5 Awesome Adventures to Have in a National Park Just 15 Minutes from DC

The nation's capital's national park
The nation's capital's national park m01229
Made Possible by
Curated by

Just 15 miles from the bureaucratic hustle and bustle of Washington DC, there lies an entire national park. Sure, at 800-acres, it's a small national park, but a national park nonetheless. Home to ancient Native American petroglyphs, plummeting Potomac waterfalls, a rich colonial and canal history, and roughly 15 miles of hiking trails (including DC's best day hike), Great Falls National Park is a small recreation area that packs a big punch. And with world-class whitewater and stellar rock climbing, there's a wide number of ways to experience the best that it has to offer. Here are some of our favorites.

1. Hiking

Hikers descend Trail A's most difficult scramble
Hikers descend Trail A's most difficult scramble Stefanie Payne

The Billy Goat Trail is one of the most popular day hikes in the greater DC area. This hike  has it all—easy access, a variety of trails to explore, and it's moderately difficult but not overwhelming.
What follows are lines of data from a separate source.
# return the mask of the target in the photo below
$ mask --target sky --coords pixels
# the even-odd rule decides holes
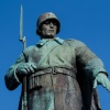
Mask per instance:
[[[18,110],[21,86],[10,91],[4,75],[23,50],[20,36],[20,6],[23,6],[23,36],[35,45],[36,20],[54,12],[61,21],[58,37],[84,42],[103,62],[110,79],[110,0],[0,0],[0,110]],[[98,86],[102,110],[110,110],[110,92]]]

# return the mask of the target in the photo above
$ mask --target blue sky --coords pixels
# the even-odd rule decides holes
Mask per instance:
[[[40,40],[35,34],[36,19],[54,12],[62,24],[62,38],[77,38],[86,43],[103,62],[110,73],[110,1],[109,0],[0,0],[0,108],[16,110],[21,86],[9,91],[4,75],[22,52],[20,35],[20,4],[23,6],[23,35],[28,46]],[[109,74],[110,75],[110,74]],[[110,79],[110,77],[109,77]],[[110,108],[110,92],[98,86],[102,110]]]

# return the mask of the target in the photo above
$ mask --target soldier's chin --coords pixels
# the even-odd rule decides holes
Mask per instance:
[[[45,37],[46,37],[46,38],[54,38],[55,35],[54,35],[54,34],[48,34],[48,35],[46,35]]]

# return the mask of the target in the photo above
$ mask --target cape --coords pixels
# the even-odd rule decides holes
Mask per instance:
[[[77,67],[77,80],[82,96],[82,110],[101,110],[98,91],[92,88],[94,80],[79,66]]]

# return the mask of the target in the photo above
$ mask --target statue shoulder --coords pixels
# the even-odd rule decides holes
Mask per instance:
[[[32,51],[34,51],[34,50],[38,50],[37,46],[36,46],[36,45],[31,45],[31,46],[28,46],[28,47],[23,51],[23,53],[29,53],[29,52],[32,52]]]
[[[69,45],[76,46],[76,47],[80,47],[80,46],[86,46],[86,44],[79,40],[75,40],[75,38],[67,38],[65,40],[66,43],[68,43]]]

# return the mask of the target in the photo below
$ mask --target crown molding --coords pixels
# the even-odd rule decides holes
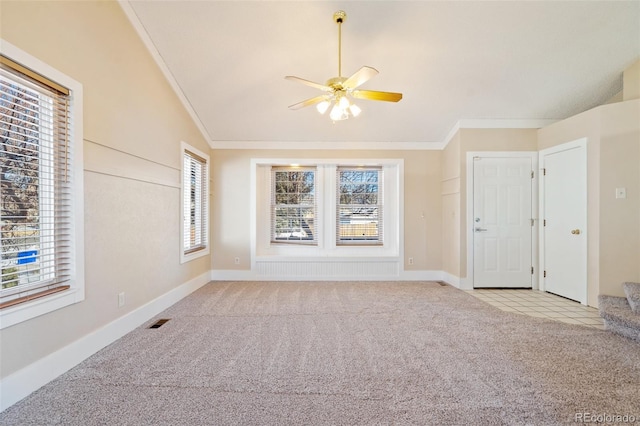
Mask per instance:
[[[140,19],[138,19],[138,15],[136,15],[136,12],[133,10],[133,7],[131,7],[129,0],[118,0],[118,4],[120,5],[120,8],[124,12],[124,14],[129,19],[129,22],[133,26],[136,33],[138,33],[138,36],[142,40],[142,43],[145,45],[145,47],[151,54],[151,57],[155,61],[156,65],[158,65],[158,68],[160,68],[160,71],[162,72],[164,77],[167,79],[167,82],[175,92],[176,96],[178,96],[178,99],[180,99],[180,103],[182,103],[182,106],[185,108],[185,110],[191,117],[191,120],[193,120],[193,123],[196,125],[196,127],[202,134],[202,137],[207,141],[207,143],[209,144],[209,147],[213,148],[211,135],[209,135],[209,132],[207,132],[207,129],[204,126],[204,123],[202,123],[202,120],[200,120],[200,117],[198,117],[198,114],[196,113],[195,109],[193,109],[193,107],[191,106],[191,103],[189,103],[189,100],[185,96],[184,91],[176,81],[173,74],[171,74],[169,67],[167,66],[164,59],[162,59],[162,55],[160,55],[160,52],[158,52],[158,49],[156,48],[155,44],[153,44],[153,41],[151,40],[149,33],[145,29],[142,22],[140,22]]]
[[[184,94],[184,91],[169,70],[162,55],[153,44],[144,25],[138,19],[129,0],[118,0],[118,4],[131,22],[131,25],[138,33],[138,36],[151,54],[152,58],[160,68],[167,82],[180,99],[180,102],[193,120],[194,124],[207,141],[211,149],[279,149],[279,150],[442,150],[455,137],[460,129],[539,129],[546,127],[558,120],[551,119],[460,119],[447,133],[444,140],[440,142],[327,142],[327,141],[219,141],[213,140],[207,131],[204,123],[196,113],[191,103]]]

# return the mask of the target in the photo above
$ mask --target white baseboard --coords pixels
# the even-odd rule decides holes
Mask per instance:
[[[263,276],[250,270],[214,269],[211,270],[212,281],[440,281],[442,271],[401,271],[397,275],[376,276]]]
[[[0,411],[64,374],[105,346],[144,324],[210,281],[201,274],[68,346],[16,371],[0,381]]]

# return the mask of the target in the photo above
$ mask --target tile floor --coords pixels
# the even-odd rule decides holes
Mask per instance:
[[[470,295],[503,311],[604,330],[596,308],[538,290],[475,289]]]

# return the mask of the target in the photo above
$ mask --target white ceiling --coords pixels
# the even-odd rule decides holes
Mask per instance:
[[[130,0],[123,8],[213,147],[419,146],[445,142],[460,120],[562,119],[618,93],[622,71],[640,57],[639,0]],[[321,92],[284,76],[337,75],[337,10],[347,13],[343,75],[372,66],[380,74],[362,89],[404,97],[360,100],[360,117],[334,124],[314,107],[289,110]]]

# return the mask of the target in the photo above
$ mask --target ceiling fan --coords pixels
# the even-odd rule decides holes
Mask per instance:
[[[351,116],[357,117],[362,111],[349,97],[387,102],[398,102],[402,99],[402,93],[357,89],[361,84],[378,74],[375,68],[363,66],[351,77],[342,77],[342,23],[346,18],[347,14],[342,10],[333,14],[333,20],[338,24],[338,77],[330,78],[326,84],[320,84],[292,75],[286,76],[285,78],[287,80],[297,81],[327,92],[324,95],[290,105],[289,109],[296,110],[306,106],[316,105],[318,112],[324,114],[331,104],[333,104],[329,117],[331,117],[333,121],[339,121],[346,120]]]

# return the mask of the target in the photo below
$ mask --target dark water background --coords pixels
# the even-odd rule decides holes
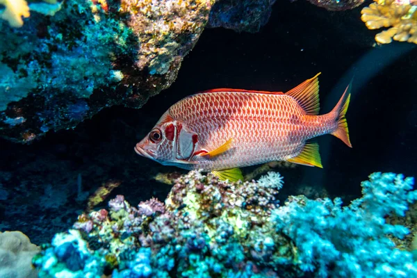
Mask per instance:
[[[347,114],[353,149],[331,136],[320,138],[324,169],[277,170],[286,182],[281,200],[304,186],[348,201],[360,195],[360,181],[373,172],[415,175],[417,49],[394,42],[375,50],[376,33],[360,20],[360,10],[332,13],[301,0],[279,1],[258,33],[205,30],[175,83],[140,110],[104,109],[74,130],[50,132],[30,145],[0,140],[0,184],[7,193],[0,198],[0,230],[21,230],[40,243],[69,228],[85,205],[74,201],[79,177],[90,193],[118,179],[122,183],[110,197],[164,199],[170,186],[152,177],[182,170],[139,156],[133,146],[172,104],[215,88],[285,92],[319,72],[322,113],[343,93],[341,87],[331,95],[335,86],[356,74]],[[361,60],[375,51],[376,58]],[[398,58],[384,66],[390,56]]]

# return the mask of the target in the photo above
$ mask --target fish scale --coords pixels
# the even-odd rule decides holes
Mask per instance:
[[[218,103],[224,105],[216,106]],[[179,101],[170,113],[195,131],[201,147],[208,152],[233,138],[230,150],[213,158],[197,157],[198,164],[183,165],[188,170],[211,171],[286,160],[296,156],[307,139],[336,126],[328,121],[332,126],[312,125],[297,101],[285,95],[202,93]],[[294,115],[301,119],[299,124],[291,122]]]
[[[345,117],[351,86],[331,112],[318,115],[319,74],[285,94],[214,89],[186,97],[135,150],[163,165],[232,180],[242,179],[232,168],[274,161],[322,167],[318,145],[308,140],[331,133],[352,147]]]

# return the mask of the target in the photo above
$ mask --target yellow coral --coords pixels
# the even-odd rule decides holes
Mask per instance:
[[[393,39],[417,44],[417,6],[409,1],[374,0],[361,10],[361,19],[368,29],[391,27],[375,35],[375,40],[387,44]]]
[[[22,27],[22,17],[28,17],[29,6],[24,0],[0,0],[6,10],[0,14],[0,18],[7,20],[12,27]]]

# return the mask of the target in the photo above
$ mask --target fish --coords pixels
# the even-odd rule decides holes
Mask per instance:
[[[317,142],[332,134],[352,147],[345,114],[352,82],[318,115],[318,73],[286,92],[220,88],[173,104],[134,147],[164,165],[243,179],[239,168],[271,161],[322,167]]]

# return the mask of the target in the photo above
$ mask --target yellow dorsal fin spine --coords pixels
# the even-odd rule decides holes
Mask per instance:
[[[318,144],[306,143],[300,154],[287,161],[307,166],[316,166],[322,168],[321,158],[318,152]]]
[[[217,148],[211,152],[206,152],[205,154],[199,154],[199,156],[210,156],[210,157],[218,156],[219,154],[222,154],[224,152],[227,151],[229,149],[230,149],[230,147],[231,147],[232,141],[233,141],[233,138],[230,138],[227,141],[226,141],[226,142],[224,142],[224,144],[222,145],[218,148]]]
[[[243,181],[243,175],[239,168],[213,171],[212,173],[222,181],[228,179],[230,181],[238,181],[238,180]]]
[[[318,115],[320,111],[318,97],[319,72],[310,79],[307,79],[285,94],[293,97],[307,114]]]

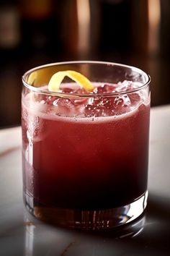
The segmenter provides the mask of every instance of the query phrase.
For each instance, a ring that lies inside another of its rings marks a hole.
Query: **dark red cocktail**
[[[43,83],[46,93],[23,90],[24,202],[42,220],[107,228],[132,218],[133,203],[144,205],[138,216],[146,207],[148,81],[93,81],[89,95],[68,82],[55,94]]]

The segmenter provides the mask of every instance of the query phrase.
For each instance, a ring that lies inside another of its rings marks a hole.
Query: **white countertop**
[[[146,213],[122,229],[80,232],[28,216],[22,203],[21,127],[0,130],[0,256],[170,255],[170,106],[151,108]]]

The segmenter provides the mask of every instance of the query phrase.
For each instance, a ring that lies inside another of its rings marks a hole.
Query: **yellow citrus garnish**
[[[76,82],[81,88],[84,88],[89,92],[94,89],[93,85],[89,79],[83,74],[73,70],[66,70],[59,71],[51,77],[48,83],[49,90],[55,92],[58,91],[60,90],[61,83],[65,77],[68,77],[72,80]]]

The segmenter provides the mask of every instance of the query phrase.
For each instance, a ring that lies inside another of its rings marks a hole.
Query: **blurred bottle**
[[[58,1],[55,2],[56,5]],[[22,46],[24,54],[49,54],[60,48],[56,7],[53,0],[23,0]],[[55,7],[55,8],[54,8]]]
[[[17,51],[21,40],[20,17],[17,0],[0,1],[1,56],[10,59]]]

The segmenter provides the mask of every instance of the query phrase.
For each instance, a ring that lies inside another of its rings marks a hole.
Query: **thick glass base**
[[[127,205],[101,210],[81,210],[37,206],[32,197],[24,195],[27,209],[37,219],[63,227],[86,230],[112,229],[135,220],[145,210],[147,198],[148,191]]]

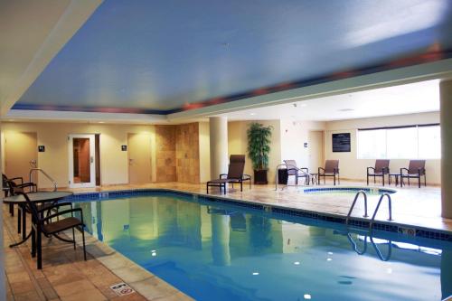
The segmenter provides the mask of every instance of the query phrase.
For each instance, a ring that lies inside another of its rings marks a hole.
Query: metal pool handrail
[[[377,203],[377,207],[375,208],[375,211],[373,212],[373,215],[371,219],[371,223],[369,224],[369,228],[371,230],[373,227],[373,222],[375,221],[375,217],[377,216],[377,212],[378,212],[378,210],[380,209],[380,205],[381,204],[381,201],[384,199],[385,196],[388,199],[388,209],[389,209],[389,214],[390,214],[390,218],[388,219],[388,221],[392,221],[392,204],[391,204],[391,195],[388,193],[384,193],[380,197],[380,200],[378,201],[378,203]]]
[[[53,180],[52,178],[52,176],[49,175],[49,174],[47,174],[46,172],[44,172],[41,168],[34,167],[34,168],[30,169],[30,183],[33,183],[33,172],[34,172],[34,171],[41,172],[42,174],[44,174],[47,177],[47,179],[49,179],[52,183],[52,184],[53,184],[53,191],[54,192],[57,191],[57,183],[56,183],[55,180]]]
[[[363,190],[360,190],[356,195],[354,196],[353,202],[352,203],[352,206],[350,206],[350,210],[348,211],[347,218],[345,220],[345,224],[348,225],[348,221],[350,220],[350,215],[352,215],[352,212],[353,211],[354,205],[356,204],[356,201],[358,201],[358,197],[360,194],[363,194],[364,196],[364,215],[363,217],[368,217],[367,215],[367,193]]]

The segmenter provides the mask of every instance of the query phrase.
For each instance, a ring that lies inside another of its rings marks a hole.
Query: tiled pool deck
[[[340,187],[363,186],[360,183],[344,182]],[[325,187],[320,185],[319,187]],[[110,192],[130,189],[171,189],[204,194],[204,184],[177,183],[146,185],[115,185],[96,189],[75,189],[74,193]],[[275,205],[287,209],[315,211],[327,214],[346,215],[353,202],[352,195],[315,195],[303,193],[304,186],[287,187],[275,191],[274,185],[244,185],[230,189],[227,198]],[[386,187],[387,188],[387,187]],[[393,222],[428,227],[452,231],[452,220],[440,217],[440,189],[438,187],[415,186],[389,187],[397,189],[392,194]],[[212,195],[219,195],[213,189]],[[369,198],[369,214],[372,215],[378,197]],[[387,205],[383,204],[377,219],[385,221]],[[81,248],[73,251],[71,244],[56,240],[44,240],[43,268],[36,269],[35,260],[30,256],[30,246],[10,249],[7,245],[19,237],[15,230],[15,220],[4,207],[5,269],[7,276],[8,300],[184,300],[187,296],[142,269],[105,244],[89,237],[87,250],[89,260],[83,261]],[[358,203],[353,216],[362,216],[363,203]],[[78,236],[80,239],[80,235]],[[126,282],[136,293],[118,296],[109,287]],[[75,288],[77,287],[77,288]]]

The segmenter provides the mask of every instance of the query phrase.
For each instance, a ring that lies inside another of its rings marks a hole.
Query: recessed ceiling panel
[[[14,108],[167,114],[448,58],[451,7],[106,0]]]

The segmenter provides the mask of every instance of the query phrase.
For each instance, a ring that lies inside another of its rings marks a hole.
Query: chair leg
[[[36,257],[36,231],[32,228],[32,257]]]
[[[38,269],[42,269],[42,241],[41,241],[41,230],[39,230],[39,226],[38,226],[37,237],[36,237],[36,249],[37,249],[37,253],[38,253],[38,259],[37,259]]]
[[[72,240],[74,240],[74,249],[75,249],[75,230],[72,228]]]
[[[83,241],[83,259],[86,261],[85,228],[83,225],[81,225],[81,240]]]
[[[17,233],[18,234],[21,233],[21,225],[22,225],[21,218],[22,218],[21,206],[17,206]]]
Plus, it has sweeping views of the Potomac River, and offers plenty of places to stop and rest, eat lunch and take in the scenery along the way. Trail A—the longest, most difficult, and most popular—is full of rock scrambles and definitely requires paying attention. To many, this added difficulty is what makes the hike so rewarding. Scrambles bring you upwards to overlooks that peer across to the Virginia side of the river where rock climbers learn to clip and climb, while small river-kayaking groups brave white water rapids beneath them. Turkey vultures fly above, as might the occasional bald eagle. Birders, bring your binocs and bird guides! There are more than 160 species of birds living in the park. Trail maps are available at both the entrance station and the visitor center.

2. Biking

Dion Hinchcliffe

Five miles of trails, including the Old Carriage Road, Ridge, and Difficult Run trails, beckon bikers to Great Falls all year long. There are bike racks located behind the visitor center and at various spots throughout the park where you can lock up your bike to explore on foot as biking is not permitted on the popular Falls overlooks, at the Patowmack Canal, Mine Run, or Matildaville Trails. Connect to the nearby C&O Canal , to extend your path ride into Maryland, or back down the river to Georgetown in DC.

3. Paddling

Playboater rolls the rapids on the Potomac River
Playboater rolls the rapids on the Potomac River WIkimedia Commons

The Potomac River is a playground for some of the best whitewater kayakers in the world. Class 1 (easy) to 6 (extreme) rapids cross a two-mile-wide stretch of the river, inviting people to learn, improve, and go big on whitewater. Using self-propelled watercraft, boaters attack challenging currents, standing waves, and hydraulics. A Personal Flotation Device (PFD) and helmet must be worn on the river at all times. Canoes use air bladders in the boat to give them added buoyancy. This river has a lot of attitude, so it is important to know your skill-level before getting on the water. Swimming, wading, tubing, and stand up paddle are not allowed in this section of the river.

4. Climbing

Climber scales the Virginia side of Great Falls Park
Climber scales the Virginia side of Great Falls Park Wikimedia Commons

Great Falls Park in Virginia and Carderock just across the Potomac River in Maryland are two of the best places around DC for honing outdoor  climbing skills . This area is popular for scaling because of the varying routes stretching from 25- to 75-feet, and the difficulty levels that range from from 5.0 up to the highest-rated climbs at 5.14. Expect top-rope, anchor-free climbing and watch for park alerts so that you're equipped for changes in water levels that can affect access. The majority of starting points are accessible by following a walkable pathway.

5. Viewing The Falls

Full moon rising over the Great Falls on the Potomac River during late fall
Full moon rising over the Great Falls on the Potomac River during late fall Wikimedia Commons

Named after the Great Falls of the Potomac River, this cascading series of 20-foot falls has the steepest fall line rapids of any river in the eastern United States. There are three overlooks, all just a short walk from the visitor's center, where you can take photographs , and soak up the scenery. Exercise caution when near the river, it is known for its powerful undercurrent and safety laws are consistently enforced.

The National Park Service is celebrating their centennial anniversary in 2016, and that network expands far beyond official National Parks, Great Falls being a perfect example of that. If you're in the DC area during 2016 and want to celebrate 100 years of the National Park System, add this one to your roster. See you out there!